The can be found in <decode-dir>
under filenames called wer_<N>
where N
is the Language Model Scale.
Example:
compute-wer --text --mode=present ark:data/test/text ark,p:-
%WER 1.63 [ 670 / 41220, 420 ins, 111 del, 139 sub ]
%SER 4.70 [ 590 / 12547 ]
Scored 12547 sentences, 0 not present in hyp.
The Wikipedia entry on Word Error Rate (WER), is a reasonable introduction, if you are not familiar with it.
The Sentence Error Rate (SER), is actually the utterance error rate. Of all the utterances in the test set, it is the portion that had zero errors. Both error rates only consider the most likely hypothesis in the lattice.
utils/best_wer.pl
will take as input any number of the wer_<N>
files,
and will output the best WER from amongst them.
How scoring is done
Scoring is done by local/score.sh
.
his program takes a --min-lmwt
, --max-lmwt
for the minimal and maximum language model weight.
It outputs the wer_N
files for each of this different weights.

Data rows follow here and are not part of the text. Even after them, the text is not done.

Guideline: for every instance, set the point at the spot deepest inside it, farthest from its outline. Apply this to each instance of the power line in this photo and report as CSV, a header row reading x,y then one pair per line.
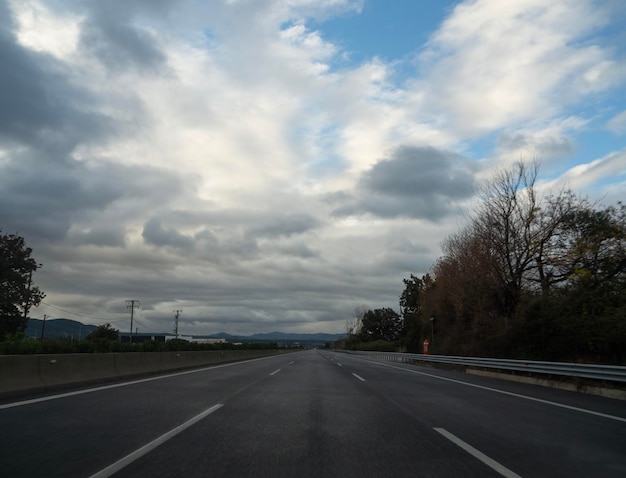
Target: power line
x,y
177,314
132,303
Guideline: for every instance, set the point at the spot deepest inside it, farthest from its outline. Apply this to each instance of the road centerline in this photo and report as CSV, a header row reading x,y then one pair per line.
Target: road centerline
x,y
128,459
490,462
504,392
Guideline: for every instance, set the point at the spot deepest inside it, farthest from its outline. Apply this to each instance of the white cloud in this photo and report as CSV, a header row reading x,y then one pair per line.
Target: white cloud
x,y
617,124
194,153
495,64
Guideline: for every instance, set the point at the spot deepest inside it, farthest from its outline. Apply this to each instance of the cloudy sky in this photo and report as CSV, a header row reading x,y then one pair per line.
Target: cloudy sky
x,y
272,164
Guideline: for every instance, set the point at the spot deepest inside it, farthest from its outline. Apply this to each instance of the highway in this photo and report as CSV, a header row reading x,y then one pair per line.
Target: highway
x,y
311,414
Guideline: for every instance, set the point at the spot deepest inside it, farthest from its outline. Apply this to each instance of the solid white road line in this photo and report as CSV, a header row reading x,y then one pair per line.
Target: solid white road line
x,y
128,459
504,392
490,462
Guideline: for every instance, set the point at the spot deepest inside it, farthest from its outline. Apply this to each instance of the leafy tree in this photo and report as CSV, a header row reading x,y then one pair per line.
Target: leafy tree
x,y
411,309
17,292
381,324
104,333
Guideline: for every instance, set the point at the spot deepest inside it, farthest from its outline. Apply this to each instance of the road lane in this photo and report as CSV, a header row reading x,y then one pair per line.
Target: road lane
x,y
317,413
311,419
525,427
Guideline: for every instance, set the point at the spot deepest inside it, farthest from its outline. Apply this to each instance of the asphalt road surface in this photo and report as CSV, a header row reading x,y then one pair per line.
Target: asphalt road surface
x,y
313,414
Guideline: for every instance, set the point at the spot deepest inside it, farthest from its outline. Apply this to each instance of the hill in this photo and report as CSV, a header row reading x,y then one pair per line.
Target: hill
x,y
58,328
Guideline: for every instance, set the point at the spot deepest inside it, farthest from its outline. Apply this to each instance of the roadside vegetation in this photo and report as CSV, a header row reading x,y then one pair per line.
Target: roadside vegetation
x,y
531,276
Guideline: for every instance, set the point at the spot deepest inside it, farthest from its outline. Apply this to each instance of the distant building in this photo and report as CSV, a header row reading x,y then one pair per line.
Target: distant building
x,y
209,341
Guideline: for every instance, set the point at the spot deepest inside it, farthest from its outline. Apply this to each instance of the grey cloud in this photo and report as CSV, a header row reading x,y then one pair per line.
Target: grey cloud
x,y
156,234
286,225
414,182
109,35
102,236
39,105
43,197
549,146
120,46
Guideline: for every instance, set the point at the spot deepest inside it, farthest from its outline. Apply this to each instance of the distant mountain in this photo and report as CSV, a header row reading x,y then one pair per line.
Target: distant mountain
x,y
58,328
77,330
281,336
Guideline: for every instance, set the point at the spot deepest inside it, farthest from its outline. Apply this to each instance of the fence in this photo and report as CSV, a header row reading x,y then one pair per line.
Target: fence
x,y
613,373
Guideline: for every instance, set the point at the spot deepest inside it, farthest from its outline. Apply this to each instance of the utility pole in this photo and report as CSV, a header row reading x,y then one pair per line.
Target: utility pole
x,y
177,314
132,303
30,283
43,326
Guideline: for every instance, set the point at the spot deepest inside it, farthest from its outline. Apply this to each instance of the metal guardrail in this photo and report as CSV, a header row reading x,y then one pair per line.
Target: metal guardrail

The Language Model Weight, is the trade off (vs the Arctic model weight) as to which is more important, matching the language model, or matching the sounds.

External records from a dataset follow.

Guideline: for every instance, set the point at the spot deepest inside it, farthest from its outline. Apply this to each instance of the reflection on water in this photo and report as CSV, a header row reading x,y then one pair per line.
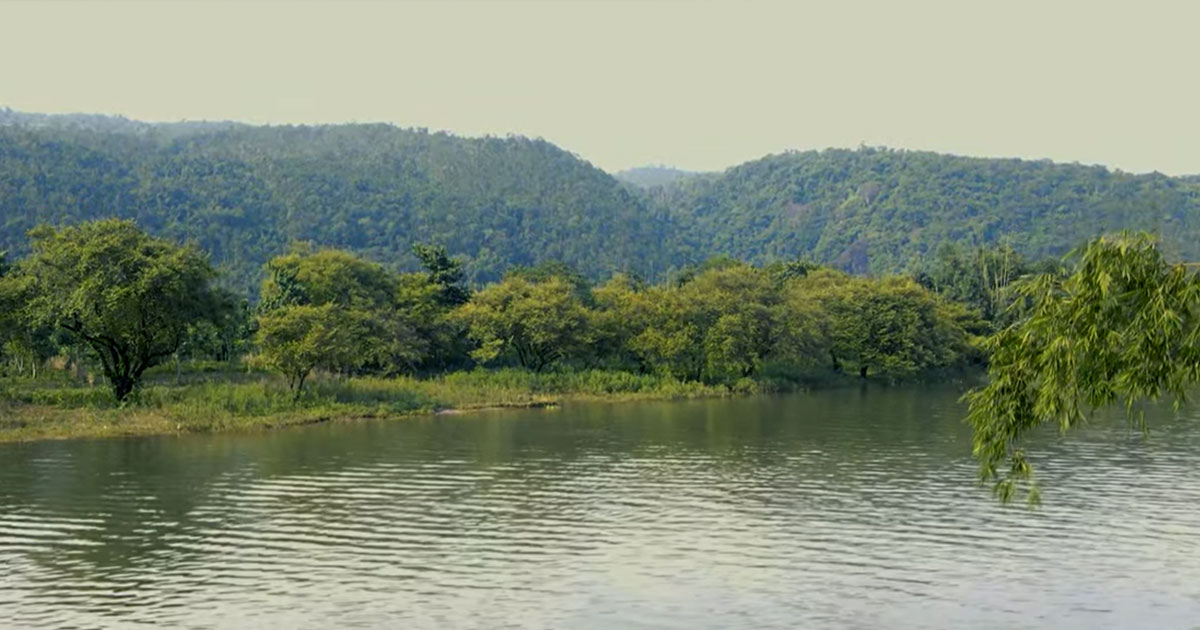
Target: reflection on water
x,y
840,509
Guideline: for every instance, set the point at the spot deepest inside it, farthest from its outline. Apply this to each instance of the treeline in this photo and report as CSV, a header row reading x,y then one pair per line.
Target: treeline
x,y
111,295
243,192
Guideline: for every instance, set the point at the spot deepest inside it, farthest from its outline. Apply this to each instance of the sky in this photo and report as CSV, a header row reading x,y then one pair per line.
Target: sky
x,y
700,85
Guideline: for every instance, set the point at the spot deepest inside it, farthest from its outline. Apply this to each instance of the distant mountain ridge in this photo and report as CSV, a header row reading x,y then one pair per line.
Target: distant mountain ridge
x,y
654,175
881,210
244,192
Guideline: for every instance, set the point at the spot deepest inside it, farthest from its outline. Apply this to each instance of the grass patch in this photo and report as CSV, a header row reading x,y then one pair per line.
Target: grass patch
x,y
238,401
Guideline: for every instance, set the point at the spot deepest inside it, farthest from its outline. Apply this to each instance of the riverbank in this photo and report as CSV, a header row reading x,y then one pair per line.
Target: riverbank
x,y
205,402
220,402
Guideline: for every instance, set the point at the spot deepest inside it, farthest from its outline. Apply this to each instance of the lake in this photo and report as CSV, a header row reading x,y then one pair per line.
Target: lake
x,y
851,508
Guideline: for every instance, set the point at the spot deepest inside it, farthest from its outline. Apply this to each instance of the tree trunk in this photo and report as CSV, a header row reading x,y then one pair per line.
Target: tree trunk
x,y
123,387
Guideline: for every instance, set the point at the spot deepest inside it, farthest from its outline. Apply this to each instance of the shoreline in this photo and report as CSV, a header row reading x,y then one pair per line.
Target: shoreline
x,y
217,406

The scoring program works by opening all the lattice files,
and getting them to output a transcription of the best guess at the words in all of the utterances they contain. The best guess is done with <kalid-trunk>/src/latticebin/lattice-best-path
the language model weight is passed to it, as -lm-scale
.
The WER is calculated using <kalid-trunk>/src/bin/computer-wer
,
which takes two transcription files – the best guess output in the previous step, and the correct labels. The program outputs the portion that match.